Overview of clinical and neuroradiological features of COL4A1/A2 adult patients
Dr. Anna Bersano (Cerebrovascular Unit, Fondazione IRCCS Istituto Neurologico Carlo Besta, Milan, Italy), in her presentation titled “Overview of clinical and neurological features of COL4A1/A2 adult patients,” examined in detail the symptoms and signs of the disease in adults.
This pathology presents extremely heterogeneous symptoms, encompassing both neurological and non-neurological signs. The neurological phenotype is particularly varied, ranging from asymptomatic cases in patients with porencephaly, possibly due to perinatal hemorrhages or small vessel disease, to more complex clinical symptoms like those of cerebrovascular diseases, including ischemic stroke, transient ischemic attacks (TIA), and cerebral hemorrhages. Other symptoms include epilepsy, cognitive disorders, and migraines. The clinical phenotype, not only the neuroradiological one, can overlap with other monogenic genetic diseases that affect small vessel disease. An interesting aspect is that symptoms can also vary among members of the same family, all carriers of the same mutation.
A study published by Markus’s group in 2010 reviewed 52 mutation carriers from 13 families, including one sporadic case.
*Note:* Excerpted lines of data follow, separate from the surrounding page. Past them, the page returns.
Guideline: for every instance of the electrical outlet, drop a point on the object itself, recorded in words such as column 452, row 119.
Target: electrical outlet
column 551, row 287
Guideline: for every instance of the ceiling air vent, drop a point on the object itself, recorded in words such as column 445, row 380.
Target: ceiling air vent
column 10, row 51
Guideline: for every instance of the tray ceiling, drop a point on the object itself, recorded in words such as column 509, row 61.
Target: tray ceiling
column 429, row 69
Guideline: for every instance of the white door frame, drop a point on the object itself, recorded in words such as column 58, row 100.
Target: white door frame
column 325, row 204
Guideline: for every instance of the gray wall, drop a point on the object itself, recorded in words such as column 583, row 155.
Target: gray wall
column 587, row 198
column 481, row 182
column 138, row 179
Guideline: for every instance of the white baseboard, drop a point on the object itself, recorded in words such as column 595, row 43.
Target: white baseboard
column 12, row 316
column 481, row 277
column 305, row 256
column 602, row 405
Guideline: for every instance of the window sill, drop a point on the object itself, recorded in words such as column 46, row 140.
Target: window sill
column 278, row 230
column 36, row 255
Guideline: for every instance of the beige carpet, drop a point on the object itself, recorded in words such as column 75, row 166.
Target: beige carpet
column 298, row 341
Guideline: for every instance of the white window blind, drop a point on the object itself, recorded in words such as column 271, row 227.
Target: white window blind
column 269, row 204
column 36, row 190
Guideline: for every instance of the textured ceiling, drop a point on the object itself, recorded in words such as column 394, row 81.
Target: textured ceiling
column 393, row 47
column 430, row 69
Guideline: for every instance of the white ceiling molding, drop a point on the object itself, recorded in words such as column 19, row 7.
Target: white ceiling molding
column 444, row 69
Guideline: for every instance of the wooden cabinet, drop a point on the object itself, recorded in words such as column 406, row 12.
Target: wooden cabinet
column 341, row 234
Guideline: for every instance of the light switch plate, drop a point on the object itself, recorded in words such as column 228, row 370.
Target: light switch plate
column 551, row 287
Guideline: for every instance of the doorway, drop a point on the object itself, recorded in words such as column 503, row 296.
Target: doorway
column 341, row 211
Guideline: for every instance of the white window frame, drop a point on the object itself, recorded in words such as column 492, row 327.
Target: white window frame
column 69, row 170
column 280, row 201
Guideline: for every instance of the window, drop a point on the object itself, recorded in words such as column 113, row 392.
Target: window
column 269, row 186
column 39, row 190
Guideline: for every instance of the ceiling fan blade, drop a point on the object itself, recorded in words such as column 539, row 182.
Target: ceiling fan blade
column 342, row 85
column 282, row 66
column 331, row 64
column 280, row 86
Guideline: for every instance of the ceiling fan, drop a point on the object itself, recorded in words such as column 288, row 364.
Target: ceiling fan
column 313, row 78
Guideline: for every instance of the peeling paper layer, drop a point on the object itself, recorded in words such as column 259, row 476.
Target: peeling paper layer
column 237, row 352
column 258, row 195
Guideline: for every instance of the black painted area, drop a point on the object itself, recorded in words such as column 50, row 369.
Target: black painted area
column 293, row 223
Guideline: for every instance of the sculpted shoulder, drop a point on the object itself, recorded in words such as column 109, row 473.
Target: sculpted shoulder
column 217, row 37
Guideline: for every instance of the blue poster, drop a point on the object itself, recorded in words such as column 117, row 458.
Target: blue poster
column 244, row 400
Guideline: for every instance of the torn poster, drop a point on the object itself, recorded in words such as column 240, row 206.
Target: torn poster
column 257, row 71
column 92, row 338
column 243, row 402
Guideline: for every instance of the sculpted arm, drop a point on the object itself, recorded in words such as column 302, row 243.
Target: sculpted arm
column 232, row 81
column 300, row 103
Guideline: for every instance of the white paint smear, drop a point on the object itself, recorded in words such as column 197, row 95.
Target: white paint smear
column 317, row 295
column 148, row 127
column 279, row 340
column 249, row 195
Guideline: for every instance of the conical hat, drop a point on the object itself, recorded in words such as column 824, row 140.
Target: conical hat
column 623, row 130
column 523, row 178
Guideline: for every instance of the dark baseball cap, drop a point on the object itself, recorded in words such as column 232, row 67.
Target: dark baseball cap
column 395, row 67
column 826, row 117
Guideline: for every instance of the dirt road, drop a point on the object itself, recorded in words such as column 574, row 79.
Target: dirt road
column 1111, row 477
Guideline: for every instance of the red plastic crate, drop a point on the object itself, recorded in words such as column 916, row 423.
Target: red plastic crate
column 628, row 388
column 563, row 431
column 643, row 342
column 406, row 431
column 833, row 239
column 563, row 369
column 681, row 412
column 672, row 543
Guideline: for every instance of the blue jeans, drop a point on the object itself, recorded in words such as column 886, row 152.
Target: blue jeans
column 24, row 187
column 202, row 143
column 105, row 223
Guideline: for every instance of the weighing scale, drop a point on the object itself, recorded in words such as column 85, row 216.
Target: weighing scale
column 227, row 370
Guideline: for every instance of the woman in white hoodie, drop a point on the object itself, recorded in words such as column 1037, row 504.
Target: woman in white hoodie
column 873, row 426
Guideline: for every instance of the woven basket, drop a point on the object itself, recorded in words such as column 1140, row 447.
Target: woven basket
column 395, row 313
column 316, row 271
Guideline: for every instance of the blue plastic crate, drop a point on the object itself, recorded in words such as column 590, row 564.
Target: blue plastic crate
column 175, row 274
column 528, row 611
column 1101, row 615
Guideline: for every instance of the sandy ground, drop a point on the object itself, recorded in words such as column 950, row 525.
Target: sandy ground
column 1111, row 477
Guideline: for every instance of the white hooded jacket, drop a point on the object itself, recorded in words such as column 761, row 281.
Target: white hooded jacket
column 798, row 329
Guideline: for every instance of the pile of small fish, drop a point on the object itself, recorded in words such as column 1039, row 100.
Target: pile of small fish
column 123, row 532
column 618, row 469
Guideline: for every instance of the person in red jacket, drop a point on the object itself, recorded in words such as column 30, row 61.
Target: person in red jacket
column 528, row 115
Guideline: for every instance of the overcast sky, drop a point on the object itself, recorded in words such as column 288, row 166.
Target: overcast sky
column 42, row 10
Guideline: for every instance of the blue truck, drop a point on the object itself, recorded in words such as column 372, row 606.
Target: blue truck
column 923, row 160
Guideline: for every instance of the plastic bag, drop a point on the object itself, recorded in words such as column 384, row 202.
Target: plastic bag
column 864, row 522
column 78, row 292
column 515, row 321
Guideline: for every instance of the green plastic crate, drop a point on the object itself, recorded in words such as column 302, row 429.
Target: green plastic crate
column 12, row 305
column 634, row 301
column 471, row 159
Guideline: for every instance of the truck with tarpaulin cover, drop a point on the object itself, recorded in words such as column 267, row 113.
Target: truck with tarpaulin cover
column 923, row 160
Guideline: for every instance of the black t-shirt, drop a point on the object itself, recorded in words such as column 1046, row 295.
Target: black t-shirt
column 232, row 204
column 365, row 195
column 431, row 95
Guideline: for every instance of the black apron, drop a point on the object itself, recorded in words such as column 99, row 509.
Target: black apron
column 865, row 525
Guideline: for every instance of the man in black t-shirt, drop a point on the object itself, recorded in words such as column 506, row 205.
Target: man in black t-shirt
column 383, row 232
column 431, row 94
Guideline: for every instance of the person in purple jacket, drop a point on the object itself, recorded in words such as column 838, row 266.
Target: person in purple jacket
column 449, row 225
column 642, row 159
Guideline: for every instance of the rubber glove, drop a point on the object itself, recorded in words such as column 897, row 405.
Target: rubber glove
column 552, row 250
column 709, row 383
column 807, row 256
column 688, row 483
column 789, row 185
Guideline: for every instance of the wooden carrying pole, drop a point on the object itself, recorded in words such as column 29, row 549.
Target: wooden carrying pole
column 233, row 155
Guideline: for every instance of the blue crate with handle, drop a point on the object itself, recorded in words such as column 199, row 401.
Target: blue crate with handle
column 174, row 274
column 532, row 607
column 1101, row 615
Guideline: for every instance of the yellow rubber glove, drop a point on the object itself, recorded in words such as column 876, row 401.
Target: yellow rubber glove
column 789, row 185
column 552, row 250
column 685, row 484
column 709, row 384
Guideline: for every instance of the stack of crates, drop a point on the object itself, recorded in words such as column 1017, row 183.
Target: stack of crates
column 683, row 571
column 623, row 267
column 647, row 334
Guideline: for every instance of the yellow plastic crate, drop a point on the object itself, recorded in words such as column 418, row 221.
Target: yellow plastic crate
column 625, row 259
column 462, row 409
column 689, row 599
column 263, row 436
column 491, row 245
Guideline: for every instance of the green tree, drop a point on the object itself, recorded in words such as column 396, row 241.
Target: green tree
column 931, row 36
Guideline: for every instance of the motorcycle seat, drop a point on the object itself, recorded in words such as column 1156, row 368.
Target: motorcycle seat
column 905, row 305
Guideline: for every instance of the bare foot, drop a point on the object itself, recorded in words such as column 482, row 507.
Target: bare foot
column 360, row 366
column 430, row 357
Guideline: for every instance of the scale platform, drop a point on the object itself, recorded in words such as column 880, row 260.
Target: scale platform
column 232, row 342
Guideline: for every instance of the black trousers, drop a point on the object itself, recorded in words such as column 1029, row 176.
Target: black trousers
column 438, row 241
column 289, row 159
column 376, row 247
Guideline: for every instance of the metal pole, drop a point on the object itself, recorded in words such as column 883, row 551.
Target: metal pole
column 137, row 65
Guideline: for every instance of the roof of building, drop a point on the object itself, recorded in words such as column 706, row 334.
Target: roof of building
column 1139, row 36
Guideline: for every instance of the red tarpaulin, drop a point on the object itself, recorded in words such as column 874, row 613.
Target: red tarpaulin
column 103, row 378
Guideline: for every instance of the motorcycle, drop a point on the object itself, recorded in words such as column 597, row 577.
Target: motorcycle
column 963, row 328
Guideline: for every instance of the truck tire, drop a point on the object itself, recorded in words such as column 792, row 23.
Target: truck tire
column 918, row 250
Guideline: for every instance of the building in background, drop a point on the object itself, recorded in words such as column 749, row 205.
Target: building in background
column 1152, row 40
In these patients, a history of stroke was present in about 17% of cases. The authors, in addition to listing neurological and non-neurological symptoms, compared them with other monogenic forms responsible for small vessel disease, which can overlap with the COL4A1/A2 syndrome. It emerged that the age of onset in COL4A1 syndrome is younger compared to, for example, CADASIL. Lacunar infarcts are more frequent in CADASIL compared to COL4A1/A2 syndrome, where subcortical hemorrhages are more common. Cognitive impairment is less represented, likely due to the scarcity of data in the literature. Another distinctive feature of the syndrome is the family history of infantile hemiparesis and the presence of systemic symptoms such as renal impairment, nephropathy with proteinuria and renal insufficiency, Raynaud’s syndrome, supraventricular arrhythmias or mitral valve prolapse, and ocular anomalies like tortuosity of retinal arterioles and congenital cataracts.
From a cerebrovascular perspective, small vessel disease mainly manifests with lacunar-type strokes and deep intracerebral hemorrhages involving the white matter, basal ganglia, or brainstem. These hemorrhages are often associated with trauma or intense physical activity, although it is unclear whether the trauma is a cause or a frequent coincidence. An epileptic phenotype has also been described, with focal and generalized tonic-clonic seizures appearing around the age of 15. Studies have shown that nearly 75% of patients have epilepsy, often associated with porencephalic lesions or small vessel disease.
Another related syndrome is HANAC syndrome, characterized by angiopathy with nephropathy, aneurysms, and cramps, associated with specific mutations in the COL4A1 genes. Patients with HANAC generally do not present with infantile hemiparesis or porencephaly and have a lower risk of haemorrhages.
Making a differential diagnosis with other monogenic diseases is essential. The COL4A1/A2 syndrome should be considered in cases of cerebral haemorrhages or small vessel diseases, especially in the presence of a significant family history. Every intracranial aneurysm associated with small vessel disease should undergo genetic screening for COL4A1/A2. Unfortunately, the therapeutic management and follow-up of patients are still based on clinical experience rather than established evidence, due to the lack of specific studies. Based on experience, recommendations include avoiding intense physical activity and anticoagulants and considering cesarean delivery to reduce the risk of perinatal haemorrhages. Dr. Bersano concluded her presentation by emphasizing the need for networking and systematic studies to better understand the natural history of the disease and improve patient management.